Currently UKBA, for the majority of postal applications under the various provisions of the Immigration rules, will simply return an application as invalid if there are any issues with the fee payable. The difficulty is that the regulations that govern immigration application fees would only render an application invalid if the applicant fails to provide all necessary information to take the fee (in the case of debit/ credit card payments). UKBA's current processing approach appears to admit of no possibility that an applicant would give all necessary authority to debit their card but that the fee would be unable to be taken for a reason outside the applicant's control. Reasons why this could happen would sensibly include error on their side, or perhaps with the 3rd party contractor (ATOS) who administrates their systems.
None of this would be a problem, or indeed of much note, except for the UKBA's frequent action of returning an application after the applicants current leave has expired. The first application made is considered not valid and therefore any future application would be doomed to fall 'out of time'. As anyone with even a cursory understanding of UK immigration law knows, it is imperative that any application to extend permission to remain in the UK is made before the expiry of the persons current leave. To have leave when you apply is not only a requirement of most of the immigration rules, but also generally a prerequisite for an appeal against any decision not to extend leave.
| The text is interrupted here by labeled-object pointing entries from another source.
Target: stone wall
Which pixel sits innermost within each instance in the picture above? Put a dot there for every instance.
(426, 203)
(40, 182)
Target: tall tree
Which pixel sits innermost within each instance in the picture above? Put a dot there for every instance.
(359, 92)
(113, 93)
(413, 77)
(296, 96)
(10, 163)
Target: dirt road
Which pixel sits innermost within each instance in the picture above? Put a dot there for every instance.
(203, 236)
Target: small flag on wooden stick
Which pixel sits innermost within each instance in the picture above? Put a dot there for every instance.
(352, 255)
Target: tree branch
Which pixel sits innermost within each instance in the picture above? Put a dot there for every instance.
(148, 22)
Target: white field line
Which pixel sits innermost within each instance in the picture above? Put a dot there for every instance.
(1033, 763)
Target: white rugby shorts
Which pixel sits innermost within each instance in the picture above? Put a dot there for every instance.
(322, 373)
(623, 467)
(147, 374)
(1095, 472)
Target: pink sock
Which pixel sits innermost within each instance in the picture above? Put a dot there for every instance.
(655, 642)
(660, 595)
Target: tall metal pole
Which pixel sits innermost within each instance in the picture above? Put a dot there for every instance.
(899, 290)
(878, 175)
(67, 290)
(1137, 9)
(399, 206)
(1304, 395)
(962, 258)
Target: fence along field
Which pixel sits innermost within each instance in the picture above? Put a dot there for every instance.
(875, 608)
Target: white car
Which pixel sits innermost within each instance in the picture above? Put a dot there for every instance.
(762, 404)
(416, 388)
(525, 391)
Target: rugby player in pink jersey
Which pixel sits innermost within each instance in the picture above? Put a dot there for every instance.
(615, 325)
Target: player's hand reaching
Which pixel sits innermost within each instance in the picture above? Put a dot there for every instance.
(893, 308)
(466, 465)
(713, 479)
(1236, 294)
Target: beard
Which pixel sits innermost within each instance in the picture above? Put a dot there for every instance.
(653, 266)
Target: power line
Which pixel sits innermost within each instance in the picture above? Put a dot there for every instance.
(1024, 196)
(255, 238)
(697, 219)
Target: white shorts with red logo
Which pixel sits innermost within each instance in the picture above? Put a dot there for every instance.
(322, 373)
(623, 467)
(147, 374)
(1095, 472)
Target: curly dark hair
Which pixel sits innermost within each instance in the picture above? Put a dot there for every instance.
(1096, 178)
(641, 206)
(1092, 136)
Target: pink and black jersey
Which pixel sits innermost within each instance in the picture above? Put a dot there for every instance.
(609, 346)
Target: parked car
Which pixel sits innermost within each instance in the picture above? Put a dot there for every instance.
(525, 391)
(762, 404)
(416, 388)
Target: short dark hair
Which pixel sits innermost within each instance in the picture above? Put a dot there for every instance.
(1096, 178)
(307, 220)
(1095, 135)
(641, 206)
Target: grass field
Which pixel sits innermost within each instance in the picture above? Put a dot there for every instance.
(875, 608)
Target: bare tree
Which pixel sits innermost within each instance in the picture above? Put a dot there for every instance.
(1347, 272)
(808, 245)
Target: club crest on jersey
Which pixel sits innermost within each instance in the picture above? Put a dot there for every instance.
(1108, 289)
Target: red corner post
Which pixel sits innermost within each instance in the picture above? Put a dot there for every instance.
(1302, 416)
Ultimately therefore UKBA's choice to return applications in this way can have fairly devastating effects for applicants. The system seems unfair. Certainly it would be perverse if an applicant were to lose the right to reside in the UK because of a processing error at UKBA.
The Upper Tribunal agreed and has made several recommendations that may affect how UKBA will process payments in future. In addition the Upper Tribunal has placed the onus of proof in respect of payment issues on UKBA. This means that when UKBA simply assert that there was a problem and an applicant disputes the fault lay with them, UKBA will have the duty to prove this.